Yesterday’s announcement that Apple had released a software product, Boot Camp, that would allow Windows XP to be loaded and run as a dual-boot component of a Intel-based Mac was amazing.  It wasn’t shocking though.

The experimenting community had figured out to put XP on a MacIntel a month or so ago — there was even a contest with a $14k prize to the first person to do it.  That created a stir, especially after the benchmarks came out that the MacIntel hardware was some of the fastest for running XP.

Why wouldn’t Apple try to capitalize on that?

So, the software is a public beta now, but will be included with the next major rev of OS X (code named Leopard), and while Apple will eventually support this piece, they will not take on supporting the XP that would be loaded on their hardware.  Fair enough.

Who wins here?  Well, everyone, I think. 

I was nervous about moving to Mac, as I had some Windows-only software that slowed my migration.  No more!  Just dual boot, and you’re ready, and without the performance penalties that Microsoft’s Virtual PC gives.  I like Virtual PC, and I run it on the Quad as I have plenty of leftover headroom, but I can’t imagine running that on a MacMini or some other G4 powered machine.  This solution helps solve that problem — admittedly, you have to have MacIntel hardware before this is an advantage.

And, if you’re Microsoft, you sell more copies of XP.  That’s gotta please Redmond, and I wouldn’t be surprised if they were at least peripherally involved in helping this code come to life.

Lastly, the gamers will love it.  Esoteric hardware running really fast XP have been their thing, and this solution gives them the best of both worlds.  XP for gaming, and Mac OS X for everything else.

Now, I’ve been reading where some of the Mac folks think it’s the end of the world as we know it.  I don’t think I agree.  I think this opens up a lot of choices for MacIntel owners, and makes the delineation between the OS’s on this class of hardware a little less onerous.  Pick up any box on the software shelf, and you can run it.  Want best of breed software for a given application?  Pick it up and run it, no matter what OS it requires.  Want something that’s tuned a little better for one OS or the other?  Just box the box, and it’ll likely work.  That’s cool.

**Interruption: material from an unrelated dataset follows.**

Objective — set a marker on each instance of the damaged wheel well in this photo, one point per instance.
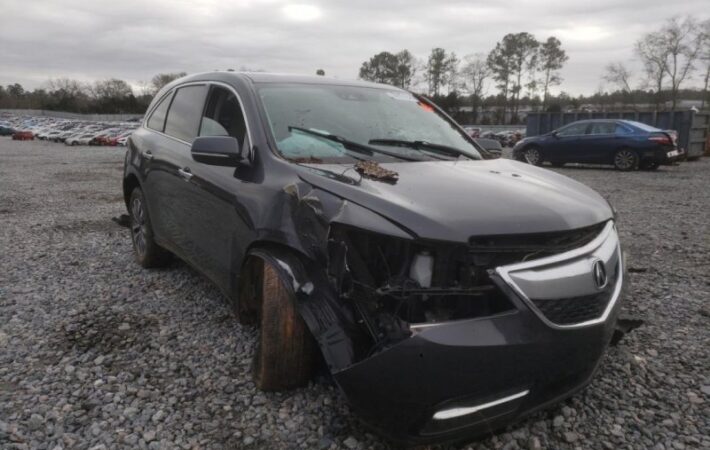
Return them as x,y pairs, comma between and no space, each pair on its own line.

For me, and lots of other Photoshop users, this is a godsend.  Photoshop won’t be available in a Universal Binary until next year, and Photoshop CS2 under Rosetta is supposedly pretty bad.  In my case, that means I could pick up a MacBook Pro laptop, run both OS’s, and dual boot over to XP to run my old copy of Photoshop CS at a blazing speed until Adobe comes up with the Universal Binary version of Photoshop.  And for all those narrowly-focused photography tools that only run on Windows, now I can have them on that machine too.

I can see no downside to this.  After all, it’s not about OS religion, it’s about having the tools available to do the job at hand.  Boot Camp is like someone giving you another tool chest full of tools for some of those unique situations where you need them.  That’s a winner in my book!